WASHINGTON - The US Bureau of Ocean Energy Management (BOEM) is dropping royalty rates for shallow offshore leases in its Gulf of Mexico auction next month, hoping to boost sales that have stagnated in the face of low oil prices.

BOEM is planning to set the royalty rate at 12.5% for leases where water depths are less than 200 meters (656 feet) for the Gulf sale set for Aug. 16 in New Orleans, lower than the 18.75% royalty rate proposed earlier. The royalty rate for lease sales in territory at depths greater than 200 meters will stay at 18.75%.

"The purpose of this change is to adjust the royalty rate to reflect recent market conditions, thereby encouraging competition and continuing to receive a fair and equitable return on oil and gas resources," BOEM said in earlier this month.

Additionally, BOEM is exploring the idea of moving to a price-based royalty system that would aim to provide an incentive to lessees through lower royalty rates in times of lower oil prices, while also ensuring the federal government receives a greater return for resources when prices are high.

The move aligns with several steps the US Department of the Interior, which houses BOEM, is taking to facilitate greater interest in leasing in federal land and waters.

Last month, Interior initiated public comment on ideas for opening areas in the Atlantic, Pacific and Arctic, where drilling is currently limited or prohibited, in a new 2019-24 leasing plan. The plan is to look at all 26 planning areas in the Outer Continental Shelf (OCS), including those currently unavailable for leasing ( OD Jul.3'17 ).

And, earlier this year, the department launched an external review of whether taxpayers receive maximum benefits from royalties collected from oil, gas and coal development on federal and Indian lands ( OD Apr.4'17 ).

The bureau said it made the decision to lower shallow-water royalty rates after "careful consideration of market conditions."

"In particular, hydrocarbon price conditions and the marginal nature of remaining [US Gulf] shelf resources suggest a royalty rate reduction is an appropriate and timely action," BOEM said.

Lowering the shallow-water royalty rate allows BOEM to target the Gulf shelf where exploration and production is most in decline and where critical infrastructure already exists, the notice said.

The sale is slated to include unleased blocks that are located from 3 miles offshore to the outer limit of the outer continental shelf in the Western, Central and Eastern Gulf at depths ranging from 3 meters to more than 3,400 meters.

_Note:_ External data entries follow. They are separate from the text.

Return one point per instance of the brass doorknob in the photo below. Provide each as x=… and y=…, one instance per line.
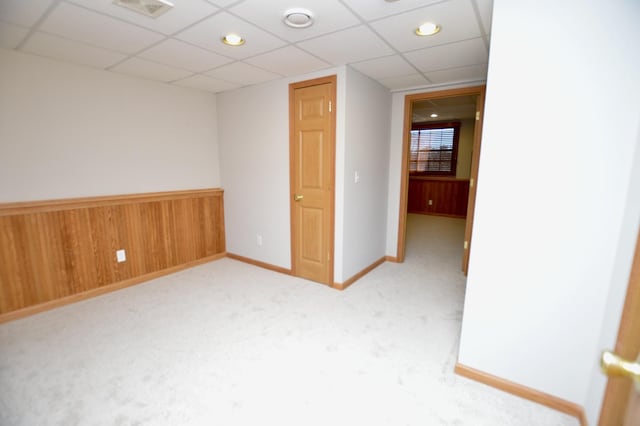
x=613, y=365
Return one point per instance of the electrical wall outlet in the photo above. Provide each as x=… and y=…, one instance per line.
x=121, y=255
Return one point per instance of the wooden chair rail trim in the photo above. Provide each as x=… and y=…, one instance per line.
x=525, y=392
x=439, y=178
x=260, y=264
x=26, y=207
x=42, y=307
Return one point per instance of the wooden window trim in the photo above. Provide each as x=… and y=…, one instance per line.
x=454, y=153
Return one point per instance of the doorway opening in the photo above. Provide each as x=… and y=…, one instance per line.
x=441, y=177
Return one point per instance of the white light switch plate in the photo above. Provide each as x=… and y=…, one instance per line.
x=121, y=255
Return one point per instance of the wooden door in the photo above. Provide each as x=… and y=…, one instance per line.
x=312, y=147
x=621, y=405
x=473, y=181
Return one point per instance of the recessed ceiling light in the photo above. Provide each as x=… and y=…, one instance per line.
x=233, y=40
x=428, y=28
x=298, y=18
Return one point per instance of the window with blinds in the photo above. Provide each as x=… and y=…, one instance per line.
x=434, y=148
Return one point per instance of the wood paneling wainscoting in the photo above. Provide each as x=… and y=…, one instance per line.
x=448, y=195
x=59, y=251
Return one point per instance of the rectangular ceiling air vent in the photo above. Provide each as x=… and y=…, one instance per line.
x=150, y=8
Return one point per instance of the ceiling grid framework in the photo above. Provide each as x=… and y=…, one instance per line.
x=183, y=46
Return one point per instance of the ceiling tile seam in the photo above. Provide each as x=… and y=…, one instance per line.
x=207, y=76
x=447, y=85
x=36, y=25
x=242, y=61
x=227, y=7
x=449, y=43
x=287, y=43
x=483, y=30
x=365, y=23
x=84, y=43
x=165, y=36
x=405, y=11
x=173, y=36
x=117, y=18
x=455, y=68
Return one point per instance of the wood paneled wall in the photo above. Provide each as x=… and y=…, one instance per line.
x=53, y=250
x=449, y=196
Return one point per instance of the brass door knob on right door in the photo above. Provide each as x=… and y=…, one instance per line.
x=615, y=366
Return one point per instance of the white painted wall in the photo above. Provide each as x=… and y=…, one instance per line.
x=552, y=239
x=367, y=114
x=254, y=148
x=70, y=131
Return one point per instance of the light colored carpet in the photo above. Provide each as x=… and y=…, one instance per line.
x=231, y=344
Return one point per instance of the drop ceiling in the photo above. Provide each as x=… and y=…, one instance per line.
x=183, y=45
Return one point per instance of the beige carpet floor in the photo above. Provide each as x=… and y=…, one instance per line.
x=228, y=343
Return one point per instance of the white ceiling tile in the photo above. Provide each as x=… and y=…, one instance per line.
x=11, y=35
x=485, y=7
x=222, y=3
x=388, y=66
x=23, y=12
x=369, y=9
x=352, y=45
x=329, y=16
x=182, y=55
x=403, y=82
x=208, y=34
x=288, y=61
x=209, y=84
x=469, y=52
x=456, y=19
x=473, y=72
x=70, y=51
x=239, y=72
x=150, y=70
x=89, y=27
x=183, y=14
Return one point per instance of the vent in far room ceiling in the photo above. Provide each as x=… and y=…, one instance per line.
x=150, y=8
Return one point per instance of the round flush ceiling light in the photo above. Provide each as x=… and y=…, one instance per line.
x=233, y=40
x=428, y=28
x=298, y=18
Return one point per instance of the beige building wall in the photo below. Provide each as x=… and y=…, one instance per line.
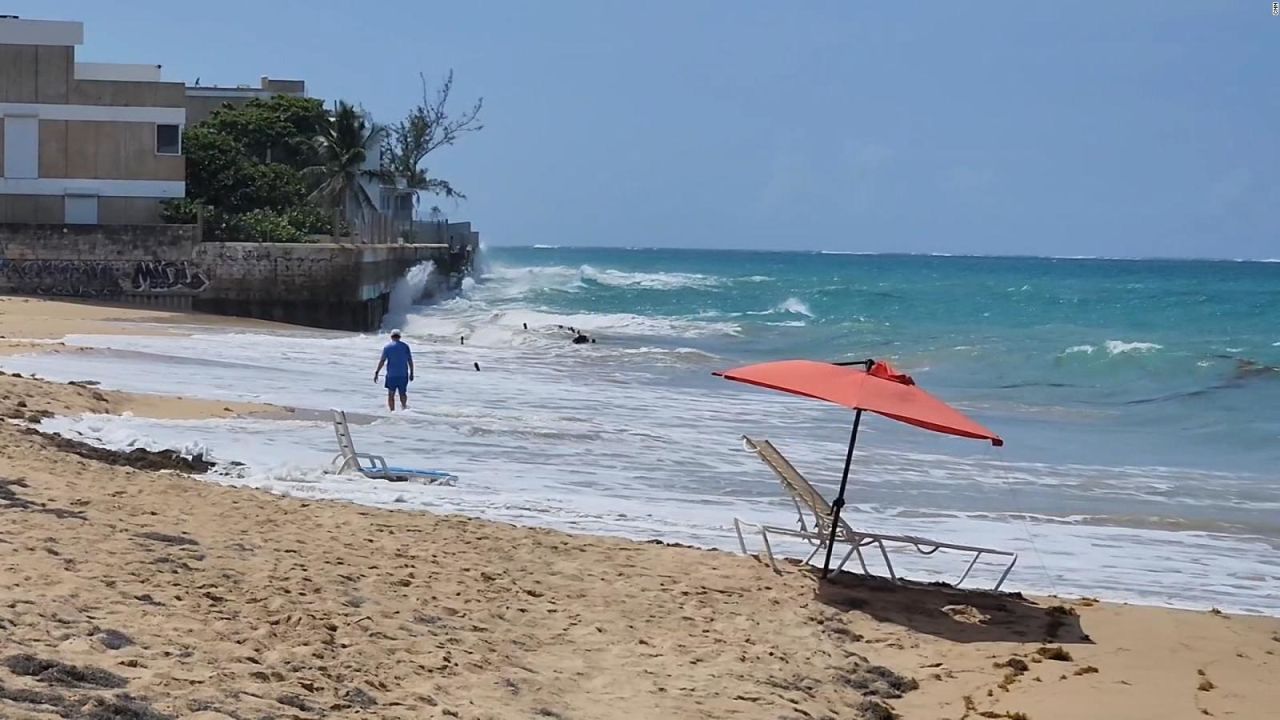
x=128, y=210
x=104, y=150
x=96, y=137
x=31, y=208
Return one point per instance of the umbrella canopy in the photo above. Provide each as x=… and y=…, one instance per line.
x=877, y=387
x=881, y=390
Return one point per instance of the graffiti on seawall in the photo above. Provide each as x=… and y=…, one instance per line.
x=100, y=278
x=167, y=277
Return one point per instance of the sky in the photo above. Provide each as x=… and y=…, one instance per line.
x=1032, y=128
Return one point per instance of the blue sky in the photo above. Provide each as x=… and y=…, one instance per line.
x=1046, y=128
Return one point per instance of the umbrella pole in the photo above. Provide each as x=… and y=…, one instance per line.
x=840, y=496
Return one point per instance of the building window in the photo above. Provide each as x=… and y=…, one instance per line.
x=168, y=140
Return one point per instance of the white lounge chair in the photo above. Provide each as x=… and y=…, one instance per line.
x=813, y=507
x=348, y=460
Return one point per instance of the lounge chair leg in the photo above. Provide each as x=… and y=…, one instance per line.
x=768, y=550
x=845, y=559
x=969, y=569
x=887, y=564
x=862, y=560
x=1005, y=574
x=737, y=527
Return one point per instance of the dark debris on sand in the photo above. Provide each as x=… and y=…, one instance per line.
x=54, y=673
x=877, y=680
x=167, y=538
x=120, y=707
x=114, y=639
x=137, y=458
x=874, y=710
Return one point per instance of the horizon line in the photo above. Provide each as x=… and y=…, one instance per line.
x=862, y=253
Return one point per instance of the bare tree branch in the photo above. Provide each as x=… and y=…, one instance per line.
x=426, y=128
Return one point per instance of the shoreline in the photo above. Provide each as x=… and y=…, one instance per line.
x=238, y=602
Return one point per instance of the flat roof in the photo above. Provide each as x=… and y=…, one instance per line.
x=59, y=33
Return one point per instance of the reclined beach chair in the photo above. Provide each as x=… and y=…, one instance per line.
x=813, y=507
x=348, y=460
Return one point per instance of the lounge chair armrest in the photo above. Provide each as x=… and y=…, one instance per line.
x=376, y=460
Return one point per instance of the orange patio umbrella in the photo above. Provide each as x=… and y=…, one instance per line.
x=873, y=386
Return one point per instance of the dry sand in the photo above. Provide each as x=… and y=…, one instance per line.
x=132, y=595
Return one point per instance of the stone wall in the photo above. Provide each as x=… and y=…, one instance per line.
x=100, y=261
x=319, y=285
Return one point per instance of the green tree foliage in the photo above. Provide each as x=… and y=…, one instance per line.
x=343, y=147
x=245, y=172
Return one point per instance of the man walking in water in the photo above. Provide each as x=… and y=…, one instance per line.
x=400, y=370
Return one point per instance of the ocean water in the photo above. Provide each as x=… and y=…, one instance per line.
x=1139, y=402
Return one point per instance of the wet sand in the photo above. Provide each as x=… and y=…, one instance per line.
x=150, y=593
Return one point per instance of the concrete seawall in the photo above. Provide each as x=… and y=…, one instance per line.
x=343, y=287
x=329, y=286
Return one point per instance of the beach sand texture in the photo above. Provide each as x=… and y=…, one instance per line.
x=126, y=591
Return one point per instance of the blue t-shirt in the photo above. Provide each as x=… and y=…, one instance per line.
x=397, y=356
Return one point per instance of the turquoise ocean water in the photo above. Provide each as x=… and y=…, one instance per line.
x=1138, y=400
x=1155, y=363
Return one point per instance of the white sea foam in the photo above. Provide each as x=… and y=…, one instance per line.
x=524, y=465
x=410, y=290
x=595, y=440
x=1119, y=346
x=648, y=281
x=795, y=306
x=513, y=282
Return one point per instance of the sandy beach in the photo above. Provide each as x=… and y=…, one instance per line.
x=149, y=593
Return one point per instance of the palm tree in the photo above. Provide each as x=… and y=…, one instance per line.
x=343, y=147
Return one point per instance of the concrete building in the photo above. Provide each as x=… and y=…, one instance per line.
x=83, y=142
x=202, y=99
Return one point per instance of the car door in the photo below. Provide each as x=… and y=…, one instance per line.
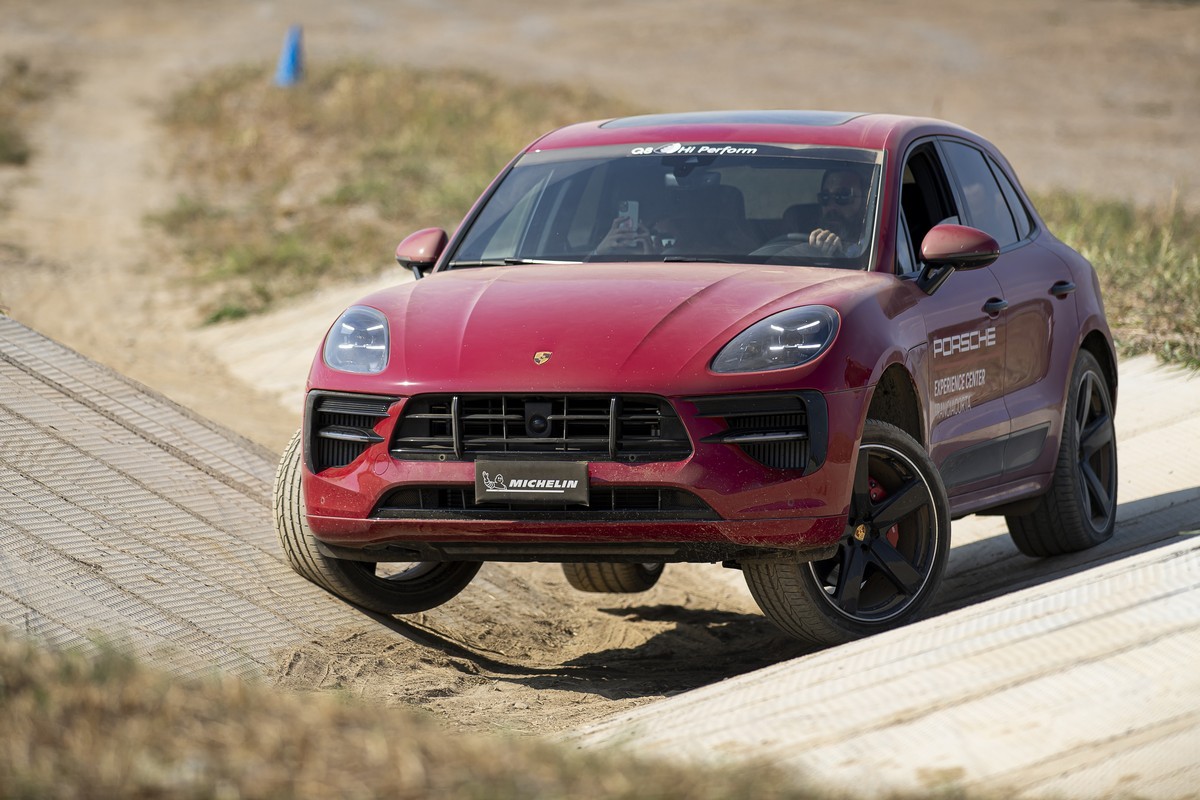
x=965, y=344
x=1037, y=305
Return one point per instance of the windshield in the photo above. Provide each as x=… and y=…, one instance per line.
x=767, y=204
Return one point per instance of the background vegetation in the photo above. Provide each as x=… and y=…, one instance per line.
x=22, y=89
x=288, y=188
x=1149, y=265
x=79, y=727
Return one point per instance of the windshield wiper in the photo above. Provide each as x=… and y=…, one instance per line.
x=507, y=262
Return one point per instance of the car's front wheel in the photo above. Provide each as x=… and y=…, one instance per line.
x=384, y=588
x=612, y=577
x=891, y=557
x=1080, y=509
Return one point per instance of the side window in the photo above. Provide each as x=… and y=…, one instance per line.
x=985, y=205
x=924, y=202
x=1020, y=214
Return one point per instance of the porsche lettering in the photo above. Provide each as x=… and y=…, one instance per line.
x=965, y=342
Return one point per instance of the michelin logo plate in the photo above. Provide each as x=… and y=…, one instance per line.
x=532, y=482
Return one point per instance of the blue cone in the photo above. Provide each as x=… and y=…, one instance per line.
x=291, y=67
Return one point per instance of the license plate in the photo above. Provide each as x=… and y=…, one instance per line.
x=532, y=482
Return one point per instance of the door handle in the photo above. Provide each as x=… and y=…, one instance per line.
x=994, y=306
x=1062, y=289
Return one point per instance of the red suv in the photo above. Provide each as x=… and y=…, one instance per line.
x=798, y=343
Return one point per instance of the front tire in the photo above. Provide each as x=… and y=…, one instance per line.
x=612, y=577
x=1080, y=509
x=389, y=588
x=889, y=560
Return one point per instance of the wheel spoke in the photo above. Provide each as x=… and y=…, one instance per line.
x=905, y=500
x=850, y=578
x=903, y=575
x=1096, y=435
x=1084, y=409
x=1097, y=493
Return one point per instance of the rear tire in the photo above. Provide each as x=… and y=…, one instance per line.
x=387, y=588
x=889, y=560
x=1079, y=511
x=612, y=577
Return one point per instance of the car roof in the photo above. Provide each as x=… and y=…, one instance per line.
x=821, y=127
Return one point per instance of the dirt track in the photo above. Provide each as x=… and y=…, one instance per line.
x=1103, y=103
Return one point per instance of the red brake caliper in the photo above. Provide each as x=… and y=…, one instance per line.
x=879, y=493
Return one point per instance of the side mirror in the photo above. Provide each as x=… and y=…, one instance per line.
x=948, y=247
x=420, y=251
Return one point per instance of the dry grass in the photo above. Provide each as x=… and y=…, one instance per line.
x=23, y=88
x=79, y=727
x=1149, y=265
x=289, y=188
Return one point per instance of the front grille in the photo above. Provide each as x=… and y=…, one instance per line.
x=778, y=431
x=340, y=427
x=606, y=503
x=592, y=427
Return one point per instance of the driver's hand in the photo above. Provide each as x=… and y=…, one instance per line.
x=827, y=241
x=619, y=240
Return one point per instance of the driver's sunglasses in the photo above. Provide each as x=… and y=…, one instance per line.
x=840, y=198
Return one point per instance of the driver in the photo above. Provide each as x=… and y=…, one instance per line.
x=843, y=200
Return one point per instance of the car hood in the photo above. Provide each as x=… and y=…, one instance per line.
x=588, y=326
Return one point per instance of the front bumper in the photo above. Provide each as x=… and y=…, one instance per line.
x=733, y=495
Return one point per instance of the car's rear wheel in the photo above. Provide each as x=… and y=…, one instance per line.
x=385, y=588
x=1080, y=509
x=889, y=560
x=612, y=577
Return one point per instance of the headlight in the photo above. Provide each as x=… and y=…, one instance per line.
x=358, y=342
x=785, y=340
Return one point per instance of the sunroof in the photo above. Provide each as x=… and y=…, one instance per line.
x=733, y=118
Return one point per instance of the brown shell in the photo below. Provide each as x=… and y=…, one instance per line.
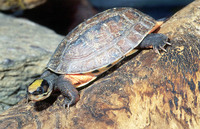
x=100, y=41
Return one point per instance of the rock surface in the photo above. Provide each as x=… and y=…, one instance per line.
x=19, y=4
x=25, y=48
x=148, y=91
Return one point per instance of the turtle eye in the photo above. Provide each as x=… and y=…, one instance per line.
x=42, y=89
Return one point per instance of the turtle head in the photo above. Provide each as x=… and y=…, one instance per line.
x=40, y=89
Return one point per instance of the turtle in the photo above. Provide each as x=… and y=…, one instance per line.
x=93, y=47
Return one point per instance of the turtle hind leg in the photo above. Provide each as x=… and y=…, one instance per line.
x=156, y=41
x=71, y=95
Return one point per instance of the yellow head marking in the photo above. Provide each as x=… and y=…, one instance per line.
x=33, y=87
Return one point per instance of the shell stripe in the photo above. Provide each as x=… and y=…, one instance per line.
x=33, y=87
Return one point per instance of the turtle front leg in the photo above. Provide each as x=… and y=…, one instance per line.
x=69, y=92
x=156, y=41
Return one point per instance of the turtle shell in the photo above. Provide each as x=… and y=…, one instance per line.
x=100, y=41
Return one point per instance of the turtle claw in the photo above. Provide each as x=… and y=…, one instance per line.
x=156, y=50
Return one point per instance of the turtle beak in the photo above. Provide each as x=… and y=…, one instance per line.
x=39, y=90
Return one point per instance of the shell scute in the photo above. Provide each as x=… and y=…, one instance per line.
x=101, y=40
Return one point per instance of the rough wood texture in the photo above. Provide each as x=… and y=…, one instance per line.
x=148, y=91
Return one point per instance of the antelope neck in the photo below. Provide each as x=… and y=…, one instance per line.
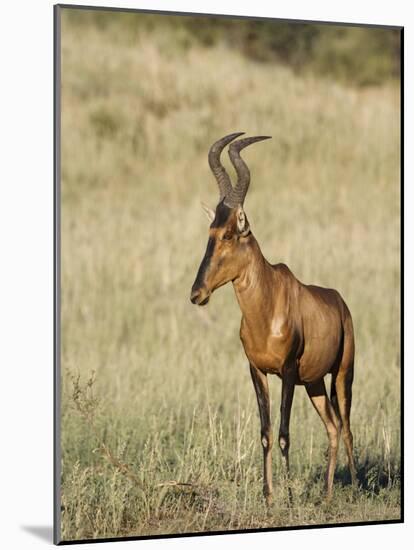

BOEM's decision follows a US Government Accountability Office report issued last month finding that raising onshore royalty rates -- not lowering them -- may lead to increases in overall federal revenue even if it led to a slight reduction in oil and gas production on public lands.

In a Wall Street Journal opinion piece Sunday, Merrill Matthews of the conservative think tank Institute for Policy Innovation highlighted the differences in production and royalty rats between federal and state lands.

He cited Congressional Research Service data showing that federal lands production went from 1.57 million barrels per day in 2008 to 1.955 million b/d in 2015, far lower than the jump from 3.5 million b/d to 7.5 million b/d seen on state and private lands.

"Lower energy prices contributed to the decline," in federal lands production from 2015 to 2016, "but so did the Obama administration’s roadblocks on drilling-permit applications," making it more profitable for drillers to look to state and private lands even with higher royalty rates, Matthews wrote.